W poniedziałek (28.11) kobieta powiadomiła funkcjonariuszy braniewskiej komendy, że skradziono jej samochód. Luksusowe Audi A6 o wartości 60 tys.zł, miało zostać skradzione w nocy z niedzieli na poniedziałek na terenie Braniewa. Kryminalni przeanalizowali złożone przez pokrzywdzoną zawiadomienie o kradzieży. W trakcie przesłuchania nabrali jednak podejrzeń, że kobieta może mówić nieprawdę
- Funkcjonariusze sprawdzili każdy szczegół i wątek tej sprawy. Okazało się, że mieli rację. Kradzież była upozorowana - mówi st.sierż. Monika Śmigielska z KPP w Braniewie
Historia zaczęła się w sierpniu br., kiedy kobieta postanowiła kupić samochód. W wyborze pomógł jej 37 - letni partner. Kiedy wspólnie znaleźli wymarzony pojazd marki Audi A6 postanowili go ubezpieczyć. Przy zawarciu umowy ubezpieczenia AC właścicielka, za namową partnera, podała zawyżoną wartość auta wprowadzając w błąd firmę ubezpieczeniową.
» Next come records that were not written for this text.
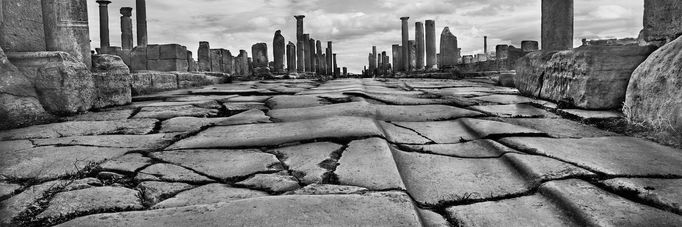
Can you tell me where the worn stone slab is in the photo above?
[499,118,618,138]
[285,184,369,195]
[471,104,559,118]
[500,137,682,176]
[33,134,180,150]
[558,109,625,121]
[36,187,144,219]
[0,140,33,152]
[65,109,135,121]
[235,172,301,193]
[152,184,268,209]
[540,180,682,226]
[160,110,271,133]
[0,146,130,180]
[99,153,152,173]
[133,105,218,120]
[151,149,281,180]
[137,181,194,205]
[167,117,383,150]
[135,163,213,183]
[601,178,682,214]
[393,150,593,205]
[402,139,519,158]
[61,192,420,226]
[334,138,405,190]
[447,192,583,227]
[0,119,157,140]
[266,95,331,109]
[379,121,433,144]
[268,142,343,184]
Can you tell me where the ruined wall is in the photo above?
[0,0,46,52]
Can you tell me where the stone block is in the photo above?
[623,37,682,139]
[7,51,96,115]
[147,59,189,72]
[159,44,187,60]
[147,45,161,60]
[0,0,47,52]
[515,44,654,109]
[128,47,147,72]
[643,0,682,42]
[92,54,132,109]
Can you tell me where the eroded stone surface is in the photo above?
[167,117,383,149]
[152,149,281,179]
[334,138,405,190]
[62,192,419,226]
[501,137,682,176]
[152,184,268,209]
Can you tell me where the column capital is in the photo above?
[120,7,133,17]
[97,0,111,6]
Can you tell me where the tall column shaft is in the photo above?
[414,22,425,70]
[542,0,573,50]
[400,17,410,72]
[41,0,92,68]
[97,0,111,49]
[135,0,148,46]
[426,20,437,69]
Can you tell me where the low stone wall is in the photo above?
[515,44,655,109]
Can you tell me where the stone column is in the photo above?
[327,41,334,75]
[197,41,211,72]
[440,27,459,69]
[414,22,425,70]
[272,30,286,73]
[97,0,111,48]
[135,0,148,46]
[424,20,437,69]
[294,15,305,72]
[400,17,410,71]
[121,7,133,50]
[542,0,573,51]
[41,0,92,69]
[287,42,296,73]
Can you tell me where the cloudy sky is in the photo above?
[88,0,643,73]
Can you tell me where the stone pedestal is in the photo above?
[135,0,148,46]
[41,0,92,69]
[272,30,286,73]
[414,22,425,70]
[121,7,133,50]
[542,0,573,51]
[400,17,410,71]
[197,41,211,72]
[422,20,437,69]
[440,27,459,69]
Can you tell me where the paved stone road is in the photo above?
[0,79,682,226]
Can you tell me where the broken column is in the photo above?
[121,7,133,50]
[440,27,459,69]
[272,30,286,73]
[542,0,573,51]
[521,40,538,53]
[424,20,437,69]
[327,41,334,75]
[251,43,270,76]
[41,0,92,69]
[197,41,211,72]
[287,41,296,73]
[135,0,147,46]
[400,17,410,71]
[414,22,425,70]
[97,0,111,50]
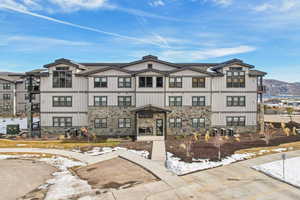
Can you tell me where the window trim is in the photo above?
[192,96,206,107]
[52,96,73,107]
[52,117,73,128]
[226,70,246,88]
[169,96,183,107]
[52,70,73,88]
[226,116,246,127]
[94,76,108,88]
[169,76,183,88]
[2,83,11,90]
[94,118,107,128]
[169,117,182,128]
[191,117,206,128]
[2,93,11,101]
[118,96,132,107]
[118,76,132,88]
[118,118,132,128]
[226,96,246,107]
[94,96,108,107]
[192,77,206,88]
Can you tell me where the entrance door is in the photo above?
[156,119,164,136]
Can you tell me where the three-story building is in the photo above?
[40,55,266,138]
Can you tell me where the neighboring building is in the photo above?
[40,55,266,138]
[0,72,39,116]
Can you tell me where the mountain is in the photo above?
[264,79,300,96]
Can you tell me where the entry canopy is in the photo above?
[131,104,172,113]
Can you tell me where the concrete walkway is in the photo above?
[0,149,300,200]
[151,140,166,165]
[0,148,186,188]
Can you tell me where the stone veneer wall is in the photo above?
[137,113,166,136]
[167,106,211,135]
[88,106,136,136]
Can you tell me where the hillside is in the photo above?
[264,79,300,96]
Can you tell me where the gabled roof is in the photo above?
[249,70,267,76]
[131,68,168,75]
[211,59,254,70]
[120,55,180,68]
[44,58,87,69]
[76,67,131,76]
[167,67,223,76]
[131,104,172,112]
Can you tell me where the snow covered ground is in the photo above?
[0,154,93,200]
[253,157,300,187]
[167,152,255,175]
[0,117,39,134]
[72,147,149,159]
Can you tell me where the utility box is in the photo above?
[6,124,20,135]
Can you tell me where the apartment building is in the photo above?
[40,55,266,139]
[0,72,39,116]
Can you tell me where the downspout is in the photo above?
[13,83,17,116]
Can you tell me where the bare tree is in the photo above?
[264,123,276,145]
[213,134,225,160]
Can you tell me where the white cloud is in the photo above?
[253,0,300,12]
[149,0,165,7]
[213,0,233,6]
[49,0,106,12]
[161,45,256,61]
[0,4,169,47]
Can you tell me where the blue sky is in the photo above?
[0,0,300,82]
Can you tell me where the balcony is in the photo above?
[257,85,267,94]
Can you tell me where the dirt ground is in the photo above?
[166,134,300,162]
[76,158,158,189]
[0,159,57,200]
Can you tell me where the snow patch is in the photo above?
[167,152,255,175]
[252,157,300,187]
[0,117,39,134]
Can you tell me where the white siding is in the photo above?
[124,61,177,71]
[212,92,257,112]
[211,113,257,126]
[89,92,135,106]
[41,113,88,127]
[136,93,165,107]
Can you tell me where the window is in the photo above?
[53,117,72,127]
[118,96,131,106]
[94,96,107,106]
[192,77,205,88]
[169,77,182,88]
[169,118,182,128]
[192,96,205,106]
[118,118,131,128]
[192,118,205,128]
[3,94,10,100]
[118,77,131,88]
[3,104,10,111]
[227,96,246,107]
[53,71,72,88]
[53,96,72,107]
[139,76,153,88]
[227,70,245,88]
[226,117,246,126]
[95,118,107,128]
[169,96,182,106]
[156,77,164,87]
[3,83,10,90]
[25,94,35,100]
[94,77,107,88]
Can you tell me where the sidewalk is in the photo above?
[151,140,166,166]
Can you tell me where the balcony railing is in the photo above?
[257,85,267,93]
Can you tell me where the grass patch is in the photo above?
[0,139,120,149]
[235,142,300,157]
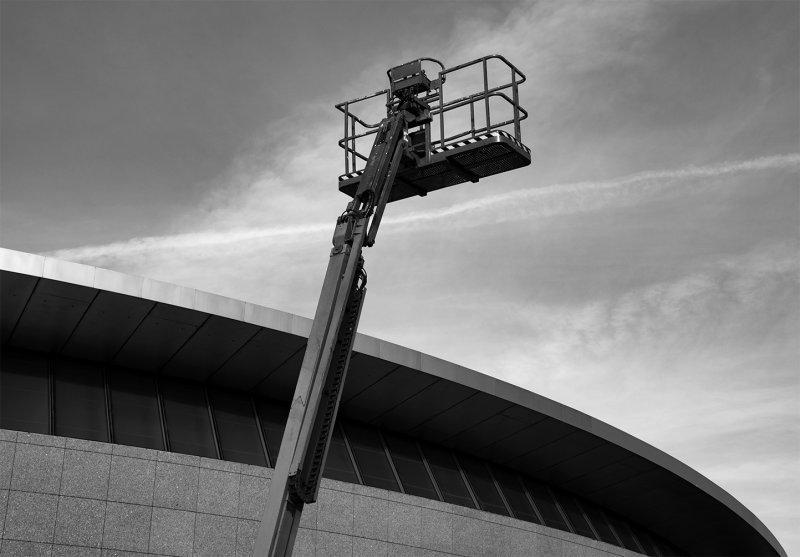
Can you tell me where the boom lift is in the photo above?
[253,55,531,557]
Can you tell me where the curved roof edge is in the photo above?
[0,247,786,557]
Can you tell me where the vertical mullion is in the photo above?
[250,396,277,468]
[153,377,172,452]
[517,477,547,526]
[414,439,444,501]
[103,366,114,443]
[378,429,406,493]
[485,462,517,518]
[203,385,224,460]
[450,451,483,511]
[574,497,602,541]
[47,356,56,435]
[542,482,580,535]
[338,422,366,485]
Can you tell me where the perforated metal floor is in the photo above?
[339,130,531,202]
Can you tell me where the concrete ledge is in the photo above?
[0,430,637,557]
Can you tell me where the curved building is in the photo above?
[0,250,785,557]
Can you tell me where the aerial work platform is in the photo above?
[336,55,531,202]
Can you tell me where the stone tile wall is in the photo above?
[0,430,636,557]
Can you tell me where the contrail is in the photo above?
[46,154,800,261]
[384,154,800,224]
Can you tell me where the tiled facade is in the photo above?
[0,430,636,557]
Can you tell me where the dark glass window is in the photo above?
[107,369,164,450]
[554,490,595,539]
[322,425,359,484]
[209,390,267,466]
[383,432,439,499]
[492,467,541,524]
[53,360,109,442]
[344,422,400,491]
[0,347,50,434]
[256,398,289,462]
[524,477,570,532]
[607,513,642,552]
[458,455,508,516]
[422,443,475,509]
[582,501,620,545]
[159,380,217,458]
[633,526,658,557]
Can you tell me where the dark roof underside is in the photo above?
[0,252,785,555]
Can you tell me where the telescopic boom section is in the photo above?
[253,104,416,557]
[253,55,530,557]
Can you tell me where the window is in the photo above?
[422,443,475,509]
[607,513,642,552]
[159,380,217,458]
[107,369,164,450]
[344,422,400,491]
[0,346,50,434]
[256,398,289,462]
[322,425,361,484]
[633,526,658,556]
[383,432,439,500]
[492,467,541,524]
[524,477,571,532]
[210,390,267,466]
[553,490,595,539]
[458,455,508,516]
[581,501,620,545]
[53,360,109,442]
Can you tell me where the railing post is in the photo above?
[511,68,522,141]
[483,58,492,133]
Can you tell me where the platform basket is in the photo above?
[337,55,531,202]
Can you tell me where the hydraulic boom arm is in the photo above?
[253,110,409,557]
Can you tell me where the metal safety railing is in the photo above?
[336,54,528,175]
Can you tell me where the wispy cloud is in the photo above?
[49,154,800,262]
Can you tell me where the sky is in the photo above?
[0,0,800,554]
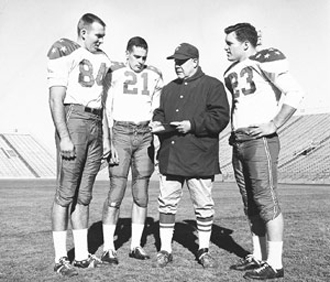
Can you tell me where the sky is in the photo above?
[0,0,330,152]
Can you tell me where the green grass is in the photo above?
[0,180,330,282]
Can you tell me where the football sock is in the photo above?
[159,213,175,253]
[102,224,116,251]
[159,227,174,253]
[252,235,267,261]
[72,228,88,261]
[196,217,213,249]
[267,241,283,269]
[53,230,68,263]
[131,223,144,250]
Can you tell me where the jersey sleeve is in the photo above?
[250,48,304,108]
[47,39,80,87]
[152,70,164,111]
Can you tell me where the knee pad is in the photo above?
[55,191,73,207]
[134,196,149,208]
[77,193,92,206]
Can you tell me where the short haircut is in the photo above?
[77,13,106,35]
[225,23,258,47]
[126,36,148,52]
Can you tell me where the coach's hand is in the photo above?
[170,120,191,134]
[60,137,76,160]
[149,121,165,133]
[249,121,277,138]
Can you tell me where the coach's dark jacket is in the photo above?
[153,67,229,177]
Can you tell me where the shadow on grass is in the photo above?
[68,217,249,261]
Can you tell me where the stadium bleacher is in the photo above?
[0,113,330,184]
[0,133,56,178]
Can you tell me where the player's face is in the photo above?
[81,22,105,53]
[126,46,148,72]
[174,59,197,79]
[225,32,246,62]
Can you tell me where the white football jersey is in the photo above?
[47,39,111,109]
[107,63,163,126]
[224,48,303,130]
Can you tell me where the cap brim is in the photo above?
[166,54,191,60]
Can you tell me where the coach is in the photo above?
[151,43,229,268]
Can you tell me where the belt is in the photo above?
[85,107,102,116]
[69,104,102,116]
[113,120,150,127]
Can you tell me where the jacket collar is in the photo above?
[176,66,205,83]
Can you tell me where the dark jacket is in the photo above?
[153,67,229,177]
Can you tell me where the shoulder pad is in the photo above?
[110,62,126,72]
[146,66,162,77]
[224,62,239,76]
[250,48,285,63]
[47,38,80,60]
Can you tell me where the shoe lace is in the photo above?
[255,262,276,273]
[136,247,147,256]
[58,258,73,271]
[88,254,102,263]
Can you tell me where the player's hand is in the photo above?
[102,138,111,161]
[109,145,119,165]
[249,121,277,138]
[149,121,165,133]
[60,137,76,160]
[170,120,191,134]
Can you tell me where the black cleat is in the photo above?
[129,247,150,260]
[73,254,102,268]
[54,257,78,277]
[197,248,218,268]
[157,251,173,267]
[230,254,261,271]
[101,250,119,265]
[243,262,284,280]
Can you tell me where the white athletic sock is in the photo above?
[252,235,267,261]
[198,231,211,249]
[72,228,88,261]
[102,224,116,251]
[267,241,283,269]
[159,227,174,253]
[131,223,144,250]
[53,230,68,262]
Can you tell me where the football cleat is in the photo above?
[243,262,284,280]
[101,250,119,265]
[129,247,150,260]
[157,251,173,267]
[73,254,102,268]
[230,254,261,271]
[54,257,78,277]
[197,248,218,268]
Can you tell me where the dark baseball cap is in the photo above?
[166,43,199,60]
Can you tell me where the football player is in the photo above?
[48,14,111,277]
[224,23,303,280]
[101,36,163,264]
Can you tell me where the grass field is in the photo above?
[0,180,330,282]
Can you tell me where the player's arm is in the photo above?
[250,72,304,137]
[102,86,111,159]
[49,86,75,159]
[191,82,229,136]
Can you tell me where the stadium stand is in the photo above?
[0,133,56,178]
[0,113,330,184]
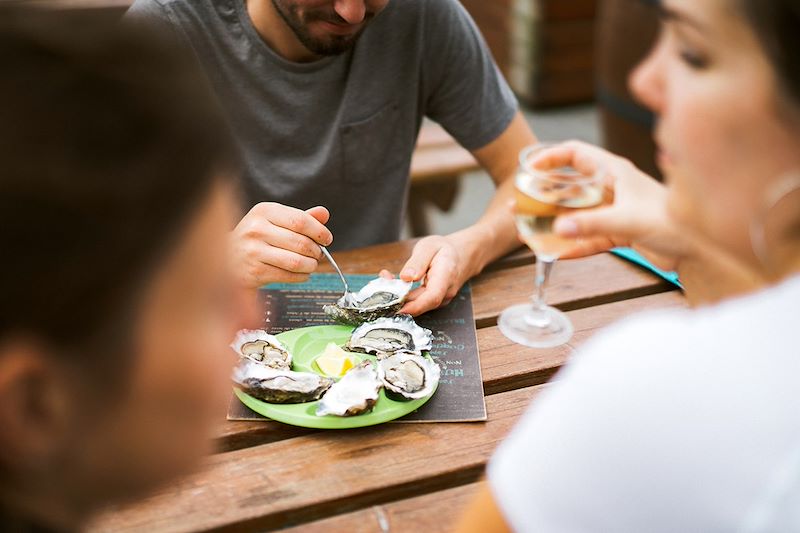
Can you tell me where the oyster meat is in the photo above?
[317,361,383,416]
[322,278,412,326]
[231,329,292,370]
[378,353,441,400]
[233,358,333,403]
[347,315,431,359]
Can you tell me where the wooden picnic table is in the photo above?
[92,241,687,533]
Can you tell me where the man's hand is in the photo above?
[381,235,466,316]
[232,202,333,288]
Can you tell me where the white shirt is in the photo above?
[488,277,800,533]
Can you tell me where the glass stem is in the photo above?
[529,258,555,327]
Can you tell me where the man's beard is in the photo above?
[272,0,374,56]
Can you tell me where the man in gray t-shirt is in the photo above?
[127,0,534,314]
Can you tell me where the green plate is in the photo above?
[234,326,436,429]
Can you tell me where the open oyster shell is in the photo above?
[231,329,292,370]
[317,361,383,416]
[322,278,412,326]
[347,315,432,358]
[378,353,441,400]
[233,358,333,403]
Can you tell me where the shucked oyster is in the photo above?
[378,353,441,400]
[231,329,292,370]
[317,361,382,416]
[233,358,333,403]
[322,278,412,326]
[347,315,431,358]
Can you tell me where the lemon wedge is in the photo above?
[316,342,356,378]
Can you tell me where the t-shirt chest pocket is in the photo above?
[340,103,408,184]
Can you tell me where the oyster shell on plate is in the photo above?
[231,329,292,370]
[347,315,432,358]
[317,361,383,416]
[233,357,333,403]
[322,278,413,326]
[378,353,441,400]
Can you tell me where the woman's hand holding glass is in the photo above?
[545,141,764,304]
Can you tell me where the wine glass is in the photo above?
[497,143,603,348]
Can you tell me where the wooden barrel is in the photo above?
[596,0,661,179]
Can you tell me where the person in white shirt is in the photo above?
[460,0,800,532]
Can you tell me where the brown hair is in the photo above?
[0,7,238,372]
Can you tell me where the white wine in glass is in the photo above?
[498,144,603,348]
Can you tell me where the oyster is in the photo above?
[317,361,382,416]
[231,329,292,370]
[378,353,441,400]
[347,315,431,358]
[322,278,412,326]
[233,358,333,403]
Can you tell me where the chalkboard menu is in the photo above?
[228,274,486,422]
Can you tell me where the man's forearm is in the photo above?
[448,179,520,278]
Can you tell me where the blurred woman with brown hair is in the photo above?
[461,0,800,532]
[0,6,252,531]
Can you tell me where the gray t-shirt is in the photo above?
[127,0,517,249]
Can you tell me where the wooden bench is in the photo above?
[408,122,481,237]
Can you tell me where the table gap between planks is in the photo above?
[90,240,687,533]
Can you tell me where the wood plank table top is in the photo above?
[92,241,687,533]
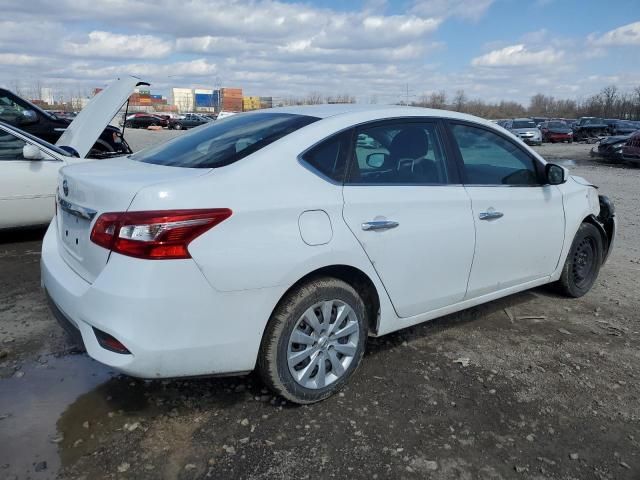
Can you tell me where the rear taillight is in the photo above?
[91,208,232,260]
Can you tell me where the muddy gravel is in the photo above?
[0,137,640,479]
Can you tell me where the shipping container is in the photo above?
[194,90,217,107]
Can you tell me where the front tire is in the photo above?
[258,277,368,404]
[557,223,604,298]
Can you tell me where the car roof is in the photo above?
[247,103,500,128]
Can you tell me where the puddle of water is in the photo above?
[0,355,115,479]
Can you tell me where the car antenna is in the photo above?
[122,98,129,138]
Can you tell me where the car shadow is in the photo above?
[0,226,47,245]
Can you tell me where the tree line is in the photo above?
[411,85,640,120]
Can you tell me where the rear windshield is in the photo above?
[130,113,319,168]
[511,120,536,128]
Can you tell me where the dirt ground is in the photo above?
[0,136,640,480]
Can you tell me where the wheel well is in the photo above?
[274,265,380,333]
[582,215,611,263]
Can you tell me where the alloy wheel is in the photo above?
[287,300,360,390]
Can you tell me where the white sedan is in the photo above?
[42,105,616,403]
[0,77,147,230]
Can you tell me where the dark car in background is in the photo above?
[504,118,542,145]
[573,117,609,142]
[169,113,212,130]
[608,120,640,135]
[591,135,631,162]
[124,113,169,128]
[540,120,573,143]
[621,130,640,166]
[0,88,132,158]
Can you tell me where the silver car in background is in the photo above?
[504,118,542,145]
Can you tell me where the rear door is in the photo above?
[343,120,474,317]
[449,122,564,298]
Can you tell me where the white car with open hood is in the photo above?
[42,105,616,403]
[0,77,146,229]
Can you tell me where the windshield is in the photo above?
[511,120,536,128]
[0,122,75,157]
[130,113,319,168]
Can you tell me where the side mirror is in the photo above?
[18,110,38,125]
[545,163,567,185]
[367,152,387,168]
[22,143,44,160]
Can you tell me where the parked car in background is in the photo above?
[41,105,616,403]
[608,120,640,135]
[505,118,542,145]
[169,113,212,130]
[531,117,549,128]
[0,77,146,229]
[540,120,573,143]
[573,117,609,142]
[124,113,170,128]
[216,111,237,120]
[0,88,131,158]
[591,135,631,162]
[622,130,640,166]
[47,110,78,120]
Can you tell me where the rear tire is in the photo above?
[257,277,368,404]
[556,223,604,298]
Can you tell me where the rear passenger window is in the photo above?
[302,131,351,182]
[451,125,540,185]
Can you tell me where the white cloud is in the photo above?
[589,22,640,47]
[62,31,173,58]
[411,0,494,20]
[0,53,43,66]
[471,43,564,67]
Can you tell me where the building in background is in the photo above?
[40,87,55,105]
[193,88,219,112]
[220,88,242,112]
[260,97,273,108]
[242,97,261,112]
[170,87,195,112]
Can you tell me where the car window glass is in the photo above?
[0,130,27,161]
[302,131,351,182]
[451,125,539,185]
[130,113,318,168]
[348,122,448,185]
[0,96,26,124]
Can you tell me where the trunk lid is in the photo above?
[56,76,149,158]
[55,158,210,283]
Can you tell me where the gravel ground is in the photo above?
[0,131,640,479]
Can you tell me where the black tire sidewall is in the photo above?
[264,279,367,403]
[563,223,604,297]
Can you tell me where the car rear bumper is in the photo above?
[41,222,281,378]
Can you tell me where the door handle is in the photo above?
[478,209,504,220]
[362,220,400,231]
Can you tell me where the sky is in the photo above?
[0,0,640,105]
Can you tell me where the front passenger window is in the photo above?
[0,130,27,161]
[451,125,540,185]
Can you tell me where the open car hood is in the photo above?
[56,76,149,158]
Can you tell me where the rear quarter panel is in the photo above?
[551,176,600,281]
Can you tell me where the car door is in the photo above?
[343,120,475,317]
[449,122,564,298]
[0,129,64,228]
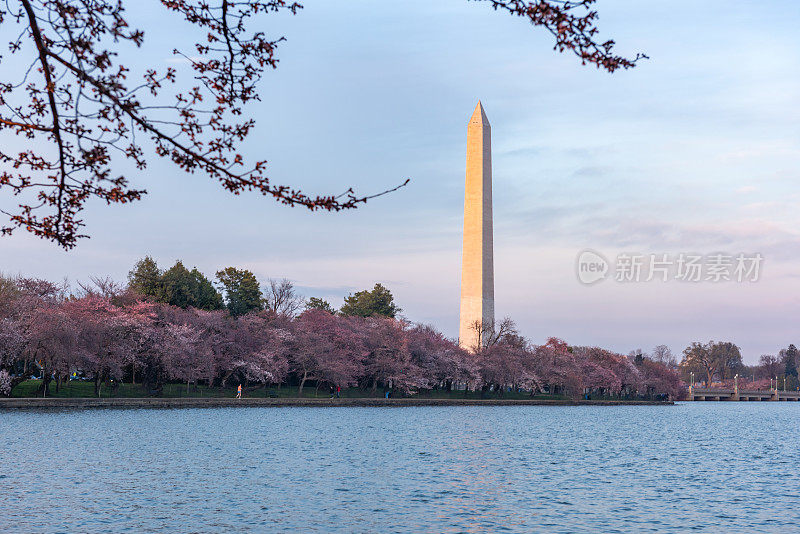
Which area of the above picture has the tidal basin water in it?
[0,402,800,533]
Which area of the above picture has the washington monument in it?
[458,102,494,350]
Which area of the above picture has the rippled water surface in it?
[0,402,800,533]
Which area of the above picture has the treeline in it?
[679,341,800,390]
[0,258,684,398]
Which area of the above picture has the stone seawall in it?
[0,397,673,410]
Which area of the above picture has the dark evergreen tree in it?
[128,256,164,300]
[217,267,264,317]
[340,284,402,318]
[306,297,336,313]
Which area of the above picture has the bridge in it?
[688,387,800,401]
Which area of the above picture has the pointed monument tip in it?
[469,100,489,126]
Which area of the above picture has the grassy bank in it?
[11,380,568,400]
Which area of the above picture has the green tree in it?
[306,297,336,313]
[128,256,164,300]
[783,344,797,377]
[160,260,223,310]
[680,341,719,387]
[191,267,225,310]
[161,260,195,308]
[711,341,744,380]
[217,267,263,317]
[340,284,402,317]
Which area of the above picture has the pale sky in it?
[0,0,800,363]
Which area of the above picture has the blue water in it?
[0,402,800,533]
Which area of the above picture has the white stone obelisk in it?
[458,102,494,350]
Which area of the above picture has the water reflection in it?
[0,403,800,532]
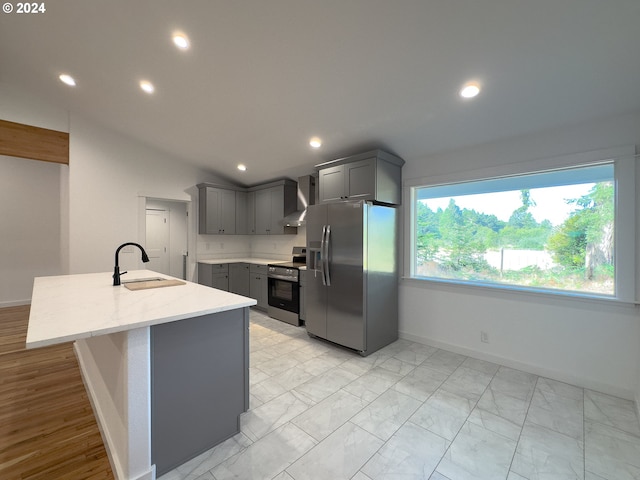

W trakcie śledztwa policjanci ustalili, że plan fikcyjnej kradzieży wymyślił partner kobiety. Do zysku z zakupionego auta niezbędne było jedynie zgłoszenie jego kradzieży. Mężczyzna wynajął więc osobę, która za pomocą oryginalnego kluczyka dostała się do pojazdu i odjechała.
Właścicielka auta oraz jej partner zostali zatrzymani. Za popełnione przestępstwo grozi im kara do 10 lat pozbawienia wolności.
Nie dobra ta pani nauczyciel :)
Geniusz ludzi mnie przeraza :) pewnie jakas blondynka
A ten ubezpieczyciel ile wziął ?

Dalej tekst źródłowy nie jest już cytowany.